I never made any reference to the Nikon D800's 'megapixel cropping ability', as that wasn't in the post I was commenting on. There are so many variables, the post I made commented on the need to accurately compare apples with apples. *Fact.*

It's not true that new lenses '_don't get discounted for a long time unless they are dogs that don't sell_'. Even recently (ie in the last few years), I've bought a number of recently released lenses (Canon 70-300mm L, Canon 100mm macro, Canon 15-85mm, Sigma 10-20mm EX, etc) that were released _under a year earlier_, for substantial discounts compared to the initial street prices.

One needs to know where to look and how to buy to obtain such savings. All my lenses I bought new (not used, not refurbished, not display models), and are exceptional copies - ie sharp, boxed, etc. I have had friends who have done the same, also with other brands. I'm not saying all lenses get cheap after a few weeks or months. Therefore my statement remains: *Fact*.
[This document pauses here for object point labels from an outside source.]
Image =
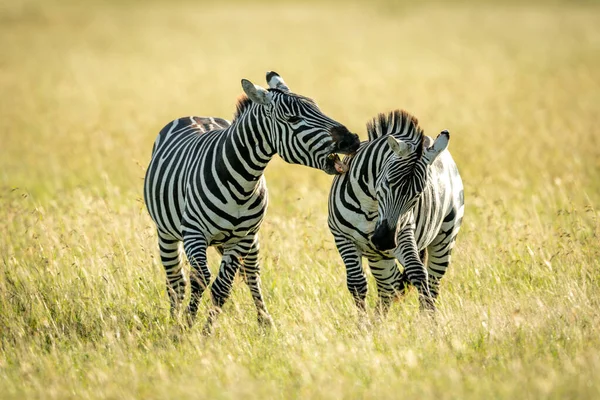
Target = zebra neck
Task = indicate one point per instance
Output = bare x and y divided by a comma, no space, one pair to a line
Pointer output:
370,164
246,152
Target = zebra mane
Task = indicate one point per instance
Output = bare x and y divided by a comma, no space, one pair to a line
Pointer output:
401,124
243,102
242,105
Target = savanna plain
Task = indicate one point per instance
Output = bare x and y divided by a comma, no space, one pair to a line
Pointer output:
86,86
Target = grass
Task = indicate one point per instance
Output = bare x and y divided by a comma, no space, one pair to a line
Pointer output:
86,87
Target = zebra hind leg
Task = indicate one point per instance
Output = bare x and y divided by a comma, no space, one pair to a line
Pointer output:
439,254
195,249
170,257
251,274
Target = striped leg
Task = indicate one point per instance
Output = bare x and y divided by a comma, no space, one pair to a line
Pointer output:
251,273
387,275
440,251
170,257
195,250
355,276
221,287
408,255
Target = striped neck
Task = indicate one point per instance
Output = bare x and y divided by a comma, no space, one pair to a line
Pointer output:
246,148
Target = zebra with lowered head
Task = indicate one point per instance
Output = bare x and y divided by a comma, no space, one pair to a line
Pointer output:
401,199
205,186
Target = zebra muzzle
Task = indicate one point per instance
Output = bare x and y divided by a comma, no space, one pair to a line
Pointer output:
340,166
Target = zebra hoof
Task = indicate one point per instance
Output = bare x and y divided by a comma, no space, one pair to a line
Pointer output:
266,322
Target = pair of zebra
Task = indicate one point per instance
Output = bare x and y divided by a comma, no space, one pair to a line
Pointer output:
395,196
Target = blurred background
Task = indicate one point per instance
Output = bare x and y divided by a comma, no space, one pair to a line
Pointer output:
85,87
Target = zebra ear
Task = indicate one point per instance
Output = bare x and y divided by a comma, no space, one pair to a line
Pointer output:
440,144
275,81
256,93
399,147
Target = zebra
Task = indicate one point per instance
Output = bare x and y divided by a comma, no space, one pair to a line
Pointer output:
205,186
401,199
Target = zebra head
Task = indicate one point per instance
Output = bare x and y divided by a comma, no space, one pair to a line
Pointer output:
401,182
297,129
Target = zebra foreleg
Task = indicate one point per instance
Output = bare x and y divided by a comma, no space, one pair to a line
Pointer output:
221,287
356,280
170,257
416,273
251,273
195,250
387,276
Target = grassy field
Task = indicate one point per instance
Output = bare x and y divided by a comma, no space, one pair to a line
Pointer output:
86,86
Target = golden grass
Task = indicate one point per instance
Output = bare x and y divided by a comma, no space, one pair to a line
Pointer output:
86,87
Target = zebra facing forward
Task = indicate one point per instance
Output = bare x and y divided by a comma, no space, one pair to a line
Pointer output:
206,187
401,199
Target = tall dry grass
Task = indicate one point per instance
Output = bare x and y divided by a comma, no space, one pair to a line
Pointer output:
85,87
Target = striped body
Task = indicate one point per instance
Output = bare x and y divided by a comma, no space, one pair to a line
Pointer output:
205,186
196,188
429,212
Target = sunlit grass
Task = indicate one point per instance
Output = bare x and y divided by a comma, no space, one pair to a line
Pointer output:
86,87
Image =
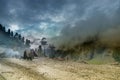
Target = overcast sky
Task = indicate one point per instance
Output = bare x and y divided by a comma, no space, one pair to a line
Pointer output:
36,18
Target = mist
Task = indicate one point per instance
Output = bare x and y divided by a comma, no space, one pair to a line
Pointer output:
99,19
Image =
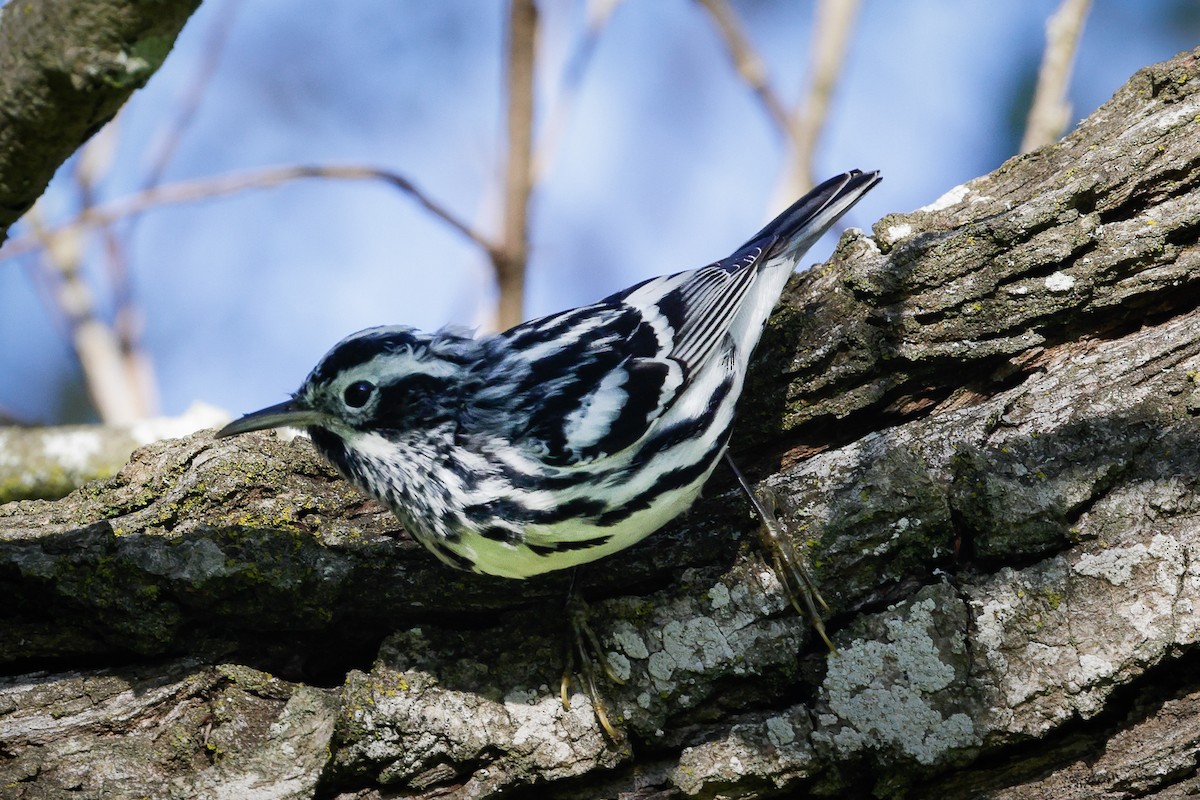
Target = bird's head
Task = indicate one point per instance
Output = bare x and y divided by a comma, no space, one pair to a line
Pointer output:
378,380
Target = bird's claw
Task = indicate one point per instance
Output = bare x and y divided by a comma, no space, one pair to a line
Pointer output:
580,650
791,565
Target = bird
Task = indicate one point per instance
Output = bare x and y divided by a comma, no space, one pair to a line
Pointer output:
569,437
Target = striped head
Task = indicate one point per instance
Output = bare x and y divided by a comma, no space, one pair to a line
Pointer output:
378,405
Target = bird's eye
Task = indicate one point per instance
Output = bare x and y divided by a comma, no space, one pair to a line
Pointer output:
358,394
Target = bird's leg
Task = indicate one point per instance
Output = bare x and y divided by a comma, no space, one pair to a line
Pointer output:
791,566
581,647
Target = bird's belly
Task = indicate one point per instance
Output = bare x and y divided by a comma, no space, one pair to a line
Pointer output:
571,542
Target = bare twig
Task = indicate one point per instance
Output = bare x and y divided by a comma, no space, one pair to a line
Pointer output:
831,37
748,62
95,344
258,179
1050,110
133,367
172,133
510,257
598,14
801,127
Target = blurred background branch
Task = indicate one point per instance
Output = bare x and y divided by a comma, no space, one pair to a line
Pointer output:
1050,112
511,256
622,78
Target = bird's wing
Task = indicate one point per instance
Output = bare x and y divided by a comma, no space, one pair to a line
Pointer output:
591,382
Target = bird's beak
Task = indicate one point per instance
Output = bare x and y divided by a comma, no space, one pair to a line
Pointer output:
283,415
If I was in your shoes I might have also got the Nikon 200-400mm, and maybe a Nikon 800D. I have a number of friends who have the Nikon 200-400mm f4 lens and take great photos with it, just as I have friends with other tele lenses (Canon, Sigma, etc) - and who take great photos with those lenses.

As I've said for many years, it's the photographer that truly counts at the end of the day. Of course having appropriate quality equipment is very important too, particularly in challenging photographic situations... and I've had my share of these too.

All the best with your photography. After all that is what it's all about. And I will continue to enjoy my photography.

Paul


----------



## bbasiaga (Mar 29, 2012)

smirkypants said:


> I've been saving my left kidney for just such an occasion.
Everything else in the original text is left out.